Jacob knikte. ‘Het betekent in ieder geval dat Peter Donkers Bertje niet vermoord kan hebben. Hij lag immers al in het ziekenhuis toen de auto een bon kreeg. Het betekent óók dat Bertje Peter Donkers heeft kunnen neerschieten, want toen leefde hij waarschijnlijk nog…’

‘Precies…’ beaamde Van Opperdoes. ‘En… als laatste… het betekent dat Jacqueline Donkers Bertje vermoord kan hebben, uit wraak voor de schietpartij op haar broer. En het verklaart helemaal waarom ze zo vijandig reageerde op ons.’

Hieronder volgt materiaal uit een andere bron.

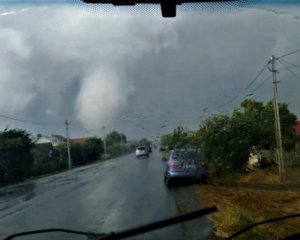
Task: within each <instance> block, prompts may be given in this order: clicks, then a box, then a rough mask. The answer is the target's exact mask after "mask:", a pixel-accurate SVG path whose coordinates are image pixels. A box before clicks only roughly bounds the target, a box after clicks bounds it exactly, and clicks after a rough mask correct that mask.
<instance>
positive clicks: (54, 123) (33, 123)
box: [0, 114, 60, 126]
mask: <svg viewBox="0 0 300 240" xmlns="http://www.w3.org/2000/svg"><path fill="white" fill-rule="evenodd" d="M0 118H5V119H9V120H14V121H17V122H23V123H30V124H35V125H45V126H56V125H60V123H59V124H58V123H44V122H35V121H29V120H24V119H19V118H14V117H10V116H6V115H2V114H0Z"/></svg>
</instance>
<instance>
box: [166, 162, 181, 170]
mask: <svg viewBox="0 0 300 240" xmlns="http://www.w3.org/2000/svg"><path fill="white" fill-rule="evenodd" d="M168 165H169V168H170V169H177V168H180V163H178V162H170V163H168Z"/></svg>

Jacob blies even in de lucht. Zijn adem vormde een wolkje in de lucht.

‘Ik vind het ook de meest logische gang van zaken… vooral omdat we bij Bertje het wapen hebben gevonden waarmee Peter is neergeschoten.’

Jacob haalde koffie, die ze samen op het terras in kou opdronken. Het net begon zich te sluiten.

Een kwartiertje later stond er een parkeercontroleur van de gemeente Amsterdam in de hal van bureau Raampoort.

‘Ik eh…ik moest hiernaartoe komen. Dat was mij gevraagd.’

De man was net van zijn scootertje afgestapt en zijn haar zat warrig verwaaid onder zijn uniformmuts. Bovendien was zijn jack zeker twee maten te groot. Met de automaat waarmee hij bonnen kon schrijven als een soort pistool aan zijn riem, zag hij er behoorlijk potsierlijk uit.

Jan Rozenbrand boog zich over de balie heen en keek hem over zijn bril heen aan. ‘En wie had dat gevraagd?’

De man haalde met grote ogen zijn schouders op. ‘Ik kreeg een melding van de centrale, of ik naar bureau Raampoort wilde komen.’

De deur naar het trapportaal zwaaide open en Jacob keek de controleur streng aan.

‘U moest bij ons komen. Bij de recherche. In verband met een moordonderzoek.’

De man raakte van slag. ‘Een moord? Maar ik heb… ik weet niet… ik weet van niks.’